En 232 páginas y con ilustraciones a color, se analizan los cines en Torrelavega y se ofrecen alrededor de treinta reproducciones por sala de los programas de mano que se editaron hasta mediados de los años sesenta para dar a conocer las películas que se proyectaban en un tiempo en el que no se había desarrollado plenamente la radio y estaba aún lejos de implantarse en España el modelo televisivo.

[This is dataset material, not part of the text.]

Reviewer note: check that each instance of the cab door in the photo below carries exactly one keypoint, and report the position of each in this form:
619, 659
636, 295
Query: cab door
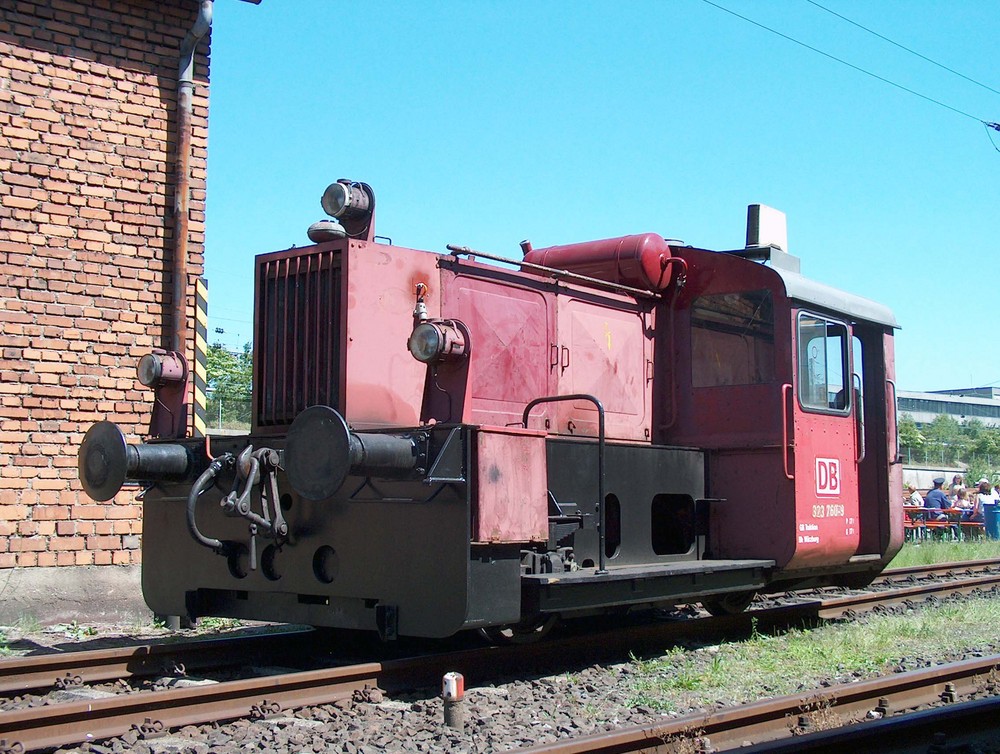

En la crónica de Torrelavega de 1880, cuando la Villa contaba con cinco mil habitantes, ya consta la existencia de un teatro, en concreto el Teatro Urbina. Más tarde sería el Garaje Escudero, hasta su demolición para edificar viviendas. Pudo referirse también al Teatro de la Villa comprado por el Círculo Católico en 1890 y en el que se hizo una gran reforma. Unos años después, en 1905, se construyó el Teatro Principal que pasado un tiempo comenzó a proyectar películas mudas.
Sin embargo, el primer cine que se estableció en Torrelavega –mudo, por supuesto- fue el del italiano Luis Vaccari. Fue en el año 1911 cuando se instaló su sala de cine en un barracón de madera en la avenida Menéndez y Pelayo (muy cerca de la estación del ferrocarril), que alcanzó tal fama que durante muchos años su recuerdo y vivencias se mantuvieron en la memoria de muchos torrelaveguenses. Cuando llegó el cine sonoro, Luis Vaccari ya no pudo competir y estableció un modesto negocio de confitura en los soportales de la Plaza Mayor.
A difundir el arte cinematográfico se unirán ya en los años treinta del siglo XX locales como los del Gran Cinema y el Salón Royal, a los que siguieron el Ideal Cinema, Avenida y Garcilaso (estos dos en 1945), funcionando igualmente, en Barreda, el Cinema Solvay.
A pesar del éxito en Torrelavega de esta industria del cine, en los años setenta sólo quedó el Concha Espina y una instalación que merece ser recordada como el Cine Club Besaya, que desde 1972 a 1985 funcionó en el instituto del mismo nombre, impulsado por el destacado cinéfilo César Rosino Mata. Posteriormente, en 1981 se instalaron los cines “Arlequín”, de la empresa Gran Cinema de Santander, de Marsal-Calzada.
Pocos años más tarde, en 1981, se instaló un pequeño multicine, el Arlequín. Seis años más tarde se creó el último cine del siglo XX en Torrelavega, el Cine Pereda, que tuvo una vida más reducida que los anteriores al verse destruido años más tarde por un incendio. Actualmente solo existe una sala, que se encuentra en los bajos de la Casa de Cultura, dependiente de la Consejería de Cultura del Gobierno de Cantabria.
Resumiendo, en esta obra se describe la historia de cada cine y por cada sala se reproducen alrededor de una treintena de programas de mano de las películas más sobresalientes que proyectaron en los años de funcionamiento.